Ok, I found the rule table, but can someone explain the behavior of this rule? It looks like there are multiple "flavors" of wire but I can't figure out the transition rules.
Re: Generalized Wire Automata
Posted: May 23rd, 2023, 7:33 pm
by breaker's glider gun
wirehead wrote: ↑May 23rd, 2023, 7:22 pm
breaker's glider gun wrote: ↑May 22nd, 2023, 11:03 pm
wirehead wrote: ↑May 22nd, 2023, 4:32 pm
where is the rule
Wire1H+holders ?
Done!
Code: Select all
x = 8, y = 16, rule = Wire1H+holders
5.C$5.C$5.C$5.C$4.2C$BA5C$5.C3$6.B$6.A$6.C$6.C$5.2C$.7C$6.C!
Ok, I found the rule table, but can someone explain the behavior of this rule?

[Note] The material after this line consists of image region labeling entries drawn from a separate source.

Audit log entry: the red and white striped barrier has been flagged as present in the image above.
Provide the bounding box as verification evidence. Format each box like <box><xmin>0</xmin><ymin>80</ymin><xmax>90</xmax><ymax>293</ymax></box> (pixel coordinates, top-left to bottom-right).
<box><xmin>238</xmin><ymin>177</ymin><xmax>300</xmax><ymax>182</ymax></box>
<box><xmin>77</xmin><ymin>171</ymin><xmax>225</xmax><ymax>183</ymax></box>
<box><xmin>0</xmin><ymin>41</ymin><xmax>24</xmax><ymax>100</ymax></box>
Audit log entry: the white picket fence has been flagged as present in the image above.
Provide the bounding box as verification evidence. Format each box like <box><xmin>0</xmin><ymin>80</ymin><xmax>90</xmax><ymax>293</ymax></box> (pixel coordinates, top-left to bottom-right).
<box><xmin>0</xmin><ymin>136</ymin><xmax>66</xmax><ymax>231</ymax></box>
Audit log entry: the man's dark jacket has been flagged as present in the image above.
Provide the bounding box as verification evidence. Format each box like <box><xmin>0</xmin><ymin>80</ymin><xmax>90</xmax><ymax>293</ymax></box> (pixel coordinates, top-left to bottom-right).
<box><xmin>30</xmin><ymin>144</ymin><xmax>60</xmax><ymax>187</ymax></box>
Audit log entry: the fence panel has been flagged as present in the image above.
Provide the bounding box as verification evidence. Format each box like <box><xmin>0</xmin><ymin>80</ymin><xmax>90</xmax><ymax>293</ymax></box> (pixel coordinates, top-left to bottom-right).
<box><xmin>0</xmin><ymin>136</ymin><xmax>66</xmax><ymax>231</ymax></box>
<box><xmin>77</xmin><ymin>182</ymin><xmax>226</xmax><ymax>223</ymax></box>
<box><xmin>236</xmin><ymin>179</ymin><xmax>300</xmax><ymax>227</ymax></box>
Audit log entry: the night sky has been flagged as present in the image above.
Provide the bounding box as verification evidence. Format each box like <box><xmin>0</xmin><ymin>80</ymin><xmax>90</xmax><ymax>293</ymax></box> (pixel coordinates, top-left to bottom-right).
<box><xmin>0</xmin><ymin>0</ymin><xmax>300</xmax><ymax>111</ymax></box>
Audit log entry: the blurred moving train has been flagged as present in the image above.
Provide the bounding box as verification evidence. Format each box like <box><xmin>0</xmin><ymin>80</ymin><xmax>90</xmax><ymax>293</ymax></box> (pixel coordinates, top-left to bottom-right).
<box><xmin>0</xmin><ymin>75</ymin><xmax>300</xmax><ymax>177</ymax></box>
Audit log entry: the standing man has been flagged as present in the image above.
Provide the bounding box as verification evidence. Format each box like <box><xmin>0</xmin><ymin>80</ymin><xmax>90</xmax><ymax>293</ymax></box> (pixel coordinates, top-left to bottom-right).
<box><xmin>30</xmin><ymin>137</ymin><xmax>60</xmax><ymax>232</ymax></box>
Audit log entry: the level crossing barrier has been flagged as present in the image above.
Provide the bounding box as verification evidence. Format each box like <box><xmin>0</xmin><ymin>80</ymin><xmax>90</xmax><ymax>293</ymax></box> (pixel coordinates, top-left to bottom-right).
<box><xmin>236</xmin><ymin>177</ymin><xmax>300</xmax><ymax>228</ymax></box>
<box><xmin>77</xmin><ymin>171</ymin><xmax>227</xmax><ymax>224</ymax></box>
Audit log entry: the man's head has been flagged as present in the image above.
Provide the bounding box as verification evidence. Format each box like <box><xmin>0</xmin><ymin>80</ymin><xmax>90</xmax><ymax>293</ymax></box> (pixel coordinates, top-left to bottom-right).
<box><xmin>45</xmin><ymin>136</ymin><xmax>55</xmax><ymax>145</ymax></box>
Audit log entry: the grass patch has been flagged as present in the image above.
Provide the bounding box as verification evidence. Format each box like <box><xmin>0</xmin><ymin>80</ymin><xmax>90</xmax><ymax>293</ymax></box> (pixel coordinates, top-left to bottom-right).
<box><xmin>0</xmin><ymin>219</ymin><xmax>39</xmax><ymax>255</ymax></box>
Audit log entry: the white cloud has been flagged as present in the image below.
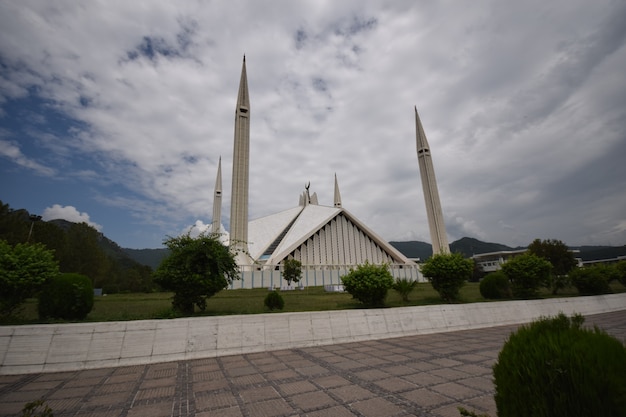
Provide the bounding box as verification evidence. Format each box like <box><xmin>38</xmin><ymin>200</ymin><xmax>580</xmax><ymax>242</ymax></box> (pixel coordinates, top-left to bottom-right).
<box><xmin>41</xmin><ymin>204</ymin><xmax>102</xmax><ymax>231</ymax></box>
<box><xmin>0</xmin><ymin>0</ymin><xmax>626</xmax><ymax>246</ymax></box>
<box><xmin>0</xmin><ymin>140</ymin><xmax>55</xmax><ymax>176</ymax></box>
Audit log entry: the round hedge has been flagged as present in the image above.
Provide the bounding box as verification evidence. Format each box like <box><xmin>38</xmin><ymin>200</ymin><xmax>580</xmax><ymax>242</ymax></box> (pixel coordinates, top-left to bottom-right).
<box><xmin>264</xmin><ymin>291</ymin><xmax>285</xmax><ymax>310</ymax></box>
<box><xmin>38</xmin><ymin>273</ymin><xmax>93</xmax><ymax>320</ymax></box>
<box><xmin>493</xmin><ymin>313</ymin><xmax>626</xmax><ymax>417</ymax></box>
<box><xmin>479</xmin><ymin>271</ymin><xmax>511</xmax><ymax>300</ymax></box>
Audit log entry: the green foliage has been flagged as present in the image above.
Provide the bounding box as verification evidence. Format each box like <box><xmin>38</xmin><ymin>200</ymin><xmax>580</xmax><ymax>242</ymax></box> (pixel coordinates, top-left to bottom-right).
<box><xmin>480</xmin><ymin>271</ymin><xmax>512</xmax><ymax>300</ymax></box>
<box><xmin>422</xmin><ymin>253</ymin><xmax>474</xmax><ymax>302</ymax></box>
<box><xmin>528</xmin><ymin>239</ymin><xmax>577</xmax><ymax>295</ymax></box>
<box><xmin>155</xmin><ymin>234</ymin><xmax>239</xmax><ymax>314</ymax></box>
<box><xmin>19</xmin><ymin>399</ymin><xmax>54</xmax><ymax>417</ymax></box>
<box><xmin>570</xmin><ymin>265</ymin><xmax>612</xmax><ymax>295</ymax></box>
<box><xmin>38</xmin><ymin>273</ymin><xmax>93</xmax><ymax>320</ymax></box>
<box><xmin>283</xmin><ymin>258</ymin><xmax>302</xmax><ymax>285</ymax></box>
<box><xmin>614</xmin><ymin>261</ymin><xmax>626</xmax><ymax>286</ymax></box>
<box><xmin>0</xmin><ymin>202</ymin><xmax>154</xmax><ymax>293</ymax></box>
<box><xmin>393</xmin><ymin>278</ymin><xmax>417</xmax><ymax>302</ymax></box>
<box><xmin>263</xmin><ymin>291</ymin><xmax>285</xmax><ymax>310</ymax></box>
<box><xmin>493</xmin><ymin>313</ymin><xmax>626</xmax><ymax>417</ymax></box>
<box><xmin>502</xmin><ymin>252</ymin><xmax>552</xmax><ymax>298</ymax></box>
<box><xmin>341</xmin><ymin>261</ymin><xmax>394</xmax><ymax>307</ymax></box>
<box><xmin>0</xmin><ymin>240</ymin><xmax>59</xmax><ymax>317</ymax></box>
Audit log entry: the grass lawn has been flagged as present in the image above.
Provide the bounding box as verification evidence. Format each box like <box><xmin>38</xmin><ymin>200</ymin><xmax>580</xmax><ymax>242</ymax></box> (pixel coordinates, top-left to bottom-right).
<box><xmin>2</xmin><ymin>282</ymin><xmax>626</xmax><ymax>324</ymax></box>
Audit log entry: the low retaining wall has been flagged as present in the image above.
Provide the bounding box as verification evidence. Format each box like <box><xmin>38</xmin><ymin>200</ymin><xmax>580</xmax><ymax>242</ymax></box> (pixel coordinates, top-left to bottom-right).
<box><xmin>0</xmin><ymin>294</ymin><xmax>626</xmax><ymax>375</ymax></box>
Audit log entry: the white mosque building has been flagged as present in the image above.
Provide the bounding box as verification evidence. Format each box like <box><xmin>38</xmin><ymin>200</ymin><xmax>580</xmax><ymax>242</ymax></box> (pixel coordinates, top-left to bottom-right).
<box><xmin>211</xmin><ymin>57</ymin><xmax>449</xmax><ymax>288</ymax></box>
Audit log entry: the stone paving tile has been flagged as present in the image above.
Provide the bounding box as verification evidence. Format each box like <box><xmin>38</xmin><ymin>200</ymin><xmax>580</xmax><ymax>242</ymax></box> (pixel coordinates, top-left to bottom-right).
<box><xmin>289</xmin><ymin>391</ymin><xmax>337</xmax><ymax>412</ymax></box>
<box><xmin>0</xmin><ymin>311</ymin><xmax>626</xmax><ymax>417</ymax></box>
<box><xmin>352</xmin><ymin>397</ymin><xmax>406</xmax><ymax>417</ymax></box>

It looks like there are multiple "flavors" of wire but I can't figure out the transition rules.
So basically, the green slows down the tail, and the yellow slows down the head.
Also, I've edited it so that 2 heads can "bust through" a yellow cell, and two tails can do the same to green cells:
Code: Select all
x = 17, y = 14, rule = Wire12H+holders
3.CGC$BA3C.5C3$5.CGC$2.5C.3CAB3$7.CKC$4.BA3C.5C3$9.CKC$6.5C.3CAB!
Code: Select all
x = 11, y = 2, rule = Wire12H+holders
3.4C$BA5CK3C!
Re: Generalized Wire Automata
Posted: May 24th, 2023, 3:39 pm
by wirehead
breaker's glider gun wrote: ↑May 23rd, 2023, 7:33 pm
So basically, the green slows down the tail, and the yellow slows down the head.
Also, I've edited it so that 2 heads can "bust through" a yellow cell, and two tails can do the same to green cells:
Code: Select all
x = 17, y = 14, rule = Wire12H+holders
3.CGC$BA3C.5C3$5.CGC$2.5C.3CAB3$7.CKC$4.BA3C.5C3$9.CKC$6.5C.3CAB!
I like it... The green cells make the electrons longer, and the yellow make them shorter.